Finding Number: 2022-005 Information on the Federal Program: Federal Agency: United States Department of Education (ED) Program Name: Student Financial Assistance Cluster Federal Award Identification Number: N/A Federal Award Year: Year Ended May 31, 2022 Specific Requirement: Required by 16 CFR 314.4, an institution must design and implement safeguards to control the risks identified through risk assessment including by (1) implementing and periodically review access controls, including technical and physical controls to (i) authenticate and permit access only to authorized users to protect against the unauthorized acquisition of student information and (ii) limit authorized users? access only to student information that they need to perform their duties and functions, (2) identifying and managing the data, personnel, devices, systems and facilities that enable them to achieve business purposes in accordance with their relative importance to business objectives and (3) protect by encryption all student information held or transmitted over external networks and at rest.

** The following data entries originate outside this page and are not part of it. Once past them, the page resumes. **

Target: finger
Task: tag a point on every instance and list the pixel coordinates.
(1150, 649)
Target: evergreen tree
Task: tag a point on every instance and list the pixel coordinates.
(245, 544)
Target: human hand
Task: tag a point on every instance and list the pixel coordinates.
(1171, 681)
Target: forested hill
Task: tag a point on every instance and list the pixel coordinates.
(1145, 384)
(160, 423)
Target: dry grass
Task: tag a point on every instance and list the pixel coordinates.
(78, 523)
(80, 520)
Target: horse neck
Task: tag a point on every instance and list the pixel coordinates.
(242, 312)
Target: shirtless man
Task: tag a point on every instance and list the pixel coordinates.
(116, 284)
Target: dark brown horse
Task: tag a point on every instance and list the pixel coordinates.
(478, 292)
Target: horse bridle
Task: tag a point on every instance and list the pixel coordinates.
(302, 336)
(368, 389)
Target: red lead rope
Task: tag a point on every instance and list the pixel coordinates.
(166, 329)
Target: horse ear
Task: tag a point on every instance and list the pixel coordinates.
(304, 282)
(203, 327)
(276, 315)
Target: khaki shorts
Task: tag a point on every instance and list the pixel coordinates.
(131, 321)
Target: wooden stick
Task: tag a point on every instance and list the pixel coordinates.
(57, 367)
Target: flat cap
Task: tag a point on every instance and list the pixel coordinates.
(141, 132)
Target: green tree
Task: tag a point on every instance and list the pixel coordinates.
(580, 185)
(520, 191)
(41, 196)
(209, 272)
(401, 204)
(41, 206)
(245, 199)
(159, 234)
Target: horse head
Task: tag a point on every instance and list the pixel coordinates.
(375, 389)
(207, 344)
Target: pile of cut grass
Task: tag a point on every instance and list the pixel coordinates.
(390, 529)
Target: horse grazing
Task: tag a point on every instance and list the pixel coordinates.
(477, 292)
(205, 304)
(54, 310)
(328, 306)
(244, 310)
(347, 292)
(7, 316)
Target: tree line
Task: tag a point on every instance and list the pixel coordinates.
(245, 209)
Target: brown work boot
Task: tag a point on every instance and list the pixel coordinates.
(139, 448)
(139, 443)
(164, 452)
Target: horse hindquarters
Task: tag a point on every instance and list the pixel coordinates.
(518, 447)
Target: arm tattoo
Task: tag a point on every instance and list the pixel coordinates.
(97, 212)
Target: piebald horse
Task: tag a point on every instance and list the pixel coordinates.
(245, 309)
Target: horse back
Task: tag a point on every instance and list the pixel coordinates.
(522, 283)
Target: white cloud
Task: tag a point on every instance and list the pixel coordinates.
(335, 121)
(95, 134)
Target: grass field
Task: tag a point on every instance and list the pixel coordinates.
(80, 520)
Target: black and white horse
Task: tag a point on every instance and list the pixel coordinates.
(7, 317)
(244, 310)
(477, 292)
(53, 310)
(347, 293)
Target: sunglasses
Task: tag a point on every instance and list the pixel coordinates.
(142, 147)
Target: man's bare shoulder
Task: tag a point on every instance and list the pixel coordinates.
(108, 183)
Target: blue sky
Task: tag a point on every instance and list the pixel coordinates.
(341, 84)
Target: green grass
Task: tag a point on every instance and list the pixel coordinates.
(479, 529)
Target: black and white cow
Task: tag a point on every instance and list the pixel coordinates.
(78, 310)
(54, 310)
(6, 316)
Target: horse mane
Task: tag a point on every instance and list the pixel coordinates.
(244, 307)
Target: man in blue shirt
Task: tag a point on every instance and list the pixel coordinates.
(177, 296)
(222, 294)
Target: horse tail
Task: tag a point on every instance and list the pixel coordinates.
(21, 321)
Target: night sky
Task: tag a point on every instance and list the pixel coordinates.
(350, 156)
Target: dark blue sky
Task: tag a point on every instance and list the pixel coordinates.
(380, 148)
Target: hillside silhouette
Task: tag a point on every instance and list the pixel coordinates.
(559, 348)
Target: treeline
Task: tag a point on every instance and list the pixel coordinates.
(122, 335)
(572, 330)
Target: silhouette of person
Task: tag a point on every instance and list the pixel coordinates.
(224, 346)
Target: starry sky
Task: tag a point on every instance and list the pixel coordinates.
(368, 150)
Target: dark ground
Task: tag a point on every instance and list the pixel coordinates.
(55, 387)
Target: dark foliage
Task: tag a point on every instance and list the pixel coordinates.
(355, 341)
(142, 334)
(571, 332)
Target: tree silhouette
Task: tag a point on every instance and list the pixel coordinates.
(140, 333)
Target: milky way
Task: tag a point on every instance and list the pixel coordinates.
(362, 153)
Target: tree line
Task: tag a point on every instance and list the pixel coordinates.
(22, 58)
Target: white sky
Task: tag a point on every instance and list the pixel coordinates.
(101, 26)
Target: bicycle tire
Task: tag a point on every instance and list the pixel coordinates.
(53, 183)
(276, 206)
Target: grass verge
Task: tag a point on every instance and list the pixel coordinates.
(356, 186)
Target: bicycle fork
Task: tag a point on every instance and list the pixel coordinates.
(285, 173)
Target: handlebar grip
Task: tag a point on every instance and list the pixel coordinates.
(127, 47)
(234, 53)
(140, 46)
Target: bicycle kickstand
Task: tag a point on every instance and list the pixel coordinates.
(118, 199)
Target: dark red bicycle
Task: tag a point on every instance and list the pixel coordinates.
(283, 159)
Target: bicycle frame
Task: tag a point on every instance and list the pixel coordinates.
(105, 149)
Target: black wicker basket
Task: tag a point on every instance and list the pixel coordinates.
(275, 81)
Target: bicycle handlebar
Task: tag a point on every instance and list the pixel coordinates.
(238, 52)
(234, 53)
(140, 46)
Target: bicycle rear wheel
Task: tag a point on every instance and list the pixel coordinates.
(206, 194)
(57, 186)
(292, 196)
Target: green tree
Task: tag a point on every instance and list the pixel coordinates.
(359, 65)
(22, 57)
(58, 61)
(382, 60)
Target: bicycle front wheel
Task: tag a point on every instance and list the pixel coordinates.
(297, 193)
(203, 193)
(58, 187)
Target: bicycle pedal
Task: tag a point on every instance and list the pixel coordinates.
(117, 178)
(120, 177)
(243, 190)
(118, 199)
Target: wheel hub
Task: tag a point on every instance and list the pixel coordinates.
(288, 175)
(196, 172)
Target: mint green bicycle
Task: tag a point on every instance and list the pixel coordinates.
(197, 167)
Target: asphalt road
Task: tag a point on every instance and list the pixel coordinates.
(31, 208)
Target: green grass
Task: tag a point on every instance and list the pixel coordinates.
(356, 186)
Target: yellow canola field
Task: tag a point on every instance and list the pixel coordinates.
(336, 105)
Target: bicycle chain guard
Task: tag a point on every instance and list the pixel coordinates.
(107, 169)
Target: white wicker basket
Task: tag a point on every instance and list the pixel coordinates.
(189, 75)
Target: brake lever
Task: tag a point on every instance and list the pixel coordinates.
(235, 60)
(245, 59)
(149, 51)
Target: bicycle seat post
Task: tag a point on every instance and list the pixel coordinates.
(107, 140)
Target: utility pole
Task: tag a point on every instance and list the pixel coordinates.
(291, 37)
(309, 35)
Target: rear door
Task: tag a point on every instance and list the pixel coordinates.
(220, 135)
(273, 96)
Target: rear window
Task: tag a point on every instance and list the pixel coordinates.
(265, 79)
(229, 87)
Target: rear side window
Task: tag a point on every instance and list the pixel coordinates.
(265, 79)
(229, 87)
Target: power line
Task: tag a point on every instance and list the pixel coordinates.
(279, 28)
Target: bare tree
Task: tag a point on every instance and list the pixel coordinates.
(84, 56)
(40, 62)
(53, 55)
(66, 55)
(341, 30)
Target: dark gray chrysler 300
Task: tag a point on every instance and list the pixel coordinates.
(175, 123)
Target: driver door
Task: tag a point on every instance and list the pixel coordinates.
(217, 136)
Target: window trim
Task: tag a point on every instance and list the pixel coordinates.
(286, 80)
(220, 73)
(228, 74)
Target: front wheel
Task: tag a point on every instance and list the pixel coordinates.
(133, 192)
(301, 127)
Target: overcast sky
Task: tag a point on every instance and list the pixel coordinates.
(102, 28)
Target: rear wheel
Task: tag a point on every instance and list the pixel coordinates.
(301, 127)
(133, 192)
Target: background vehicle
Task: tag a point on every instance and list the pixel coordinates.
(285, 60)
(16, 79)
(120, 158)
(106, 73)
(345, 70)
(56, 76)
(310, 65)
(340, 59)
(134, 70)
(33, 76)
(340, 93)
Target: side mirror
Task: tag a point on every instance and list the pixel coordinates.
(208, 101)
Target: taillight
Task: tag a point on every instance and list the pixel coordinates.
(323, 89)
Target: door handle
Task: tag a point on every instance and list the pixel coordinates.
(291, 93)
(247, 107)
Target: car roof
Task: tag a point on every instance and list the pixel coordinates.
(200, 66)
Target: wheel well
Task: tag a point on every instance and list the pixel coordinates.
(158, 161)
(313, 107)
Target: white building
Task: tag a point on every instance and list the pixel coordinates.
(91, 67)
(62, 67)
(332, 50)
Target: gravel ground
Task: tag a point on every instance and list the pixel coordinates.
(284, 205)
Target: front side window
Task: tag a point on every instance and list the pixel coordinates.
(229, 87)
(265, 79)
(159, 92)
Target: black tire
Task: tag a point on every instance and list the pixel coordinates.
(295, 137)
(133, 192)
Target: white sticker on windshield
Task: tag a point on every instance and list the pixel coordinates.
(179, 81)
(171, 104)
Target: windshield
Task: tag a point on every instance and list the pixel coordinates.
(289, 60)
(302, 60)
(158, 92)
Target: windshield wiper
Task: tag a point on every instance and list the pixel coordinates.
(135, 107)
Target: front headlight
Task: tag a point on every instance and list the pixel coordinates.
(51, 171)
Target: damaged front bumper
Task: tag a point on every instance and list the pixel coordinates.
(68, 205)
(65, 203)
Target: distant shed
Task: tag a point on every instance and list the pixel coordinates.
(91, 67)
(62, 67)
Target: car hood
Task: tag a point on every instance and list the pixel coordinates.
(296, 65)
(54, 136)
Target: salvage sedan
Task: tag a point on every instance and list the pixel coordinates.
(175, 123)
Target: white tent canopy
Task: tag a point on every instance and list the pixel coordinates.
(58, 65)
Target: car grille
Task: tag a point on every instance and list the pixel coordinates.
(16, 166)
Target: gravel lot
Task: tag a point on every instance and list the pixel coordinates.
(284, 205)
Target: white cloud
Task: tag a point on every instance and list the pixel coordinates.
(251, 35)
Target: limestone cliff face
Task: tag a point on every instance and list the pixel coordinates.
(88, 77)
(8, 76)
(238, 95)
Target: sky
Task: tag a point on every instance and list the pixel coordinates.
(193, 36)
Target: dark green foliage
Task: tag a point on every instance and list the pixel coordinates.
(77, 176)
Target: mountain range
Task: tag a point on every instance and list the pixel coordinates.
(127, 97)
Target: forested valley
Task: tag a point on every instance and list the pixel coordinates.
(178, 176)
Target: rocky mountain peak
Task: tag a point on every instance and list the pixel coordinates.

Condition Found: During our audit, we noted the College does not have adequate safeguards and controls in place to mitigate identified information security risks. Context: Based on our testing, an information security risk assessment was completed by a third-party consultant. This risk assessment identified several instances where sensitive information is not encrypted and stands at risk. Based on our discussion with management, the risk assessment was completed in the Spring of 2022 and they did not have enough time to implement sufficient responses and safeguards to the identified information security risks. Questioned Costs: None. Cause and Effect: The College does not have adequate staff on site needed to efficiently implement information security changes. As a result, there are areas where sensitive student information is at risk. Identification as a Repeat Finding, if Applicable: Not a repeat finding Recommendation: We recommend the College create information security policies and implement safeguards for each of the identified risks within the information technology assessment completed. Views of a Responsible Official and Corrective Action Plan: Management agrees with the finding and the recommendation. See Corrective Action Plan on page 42.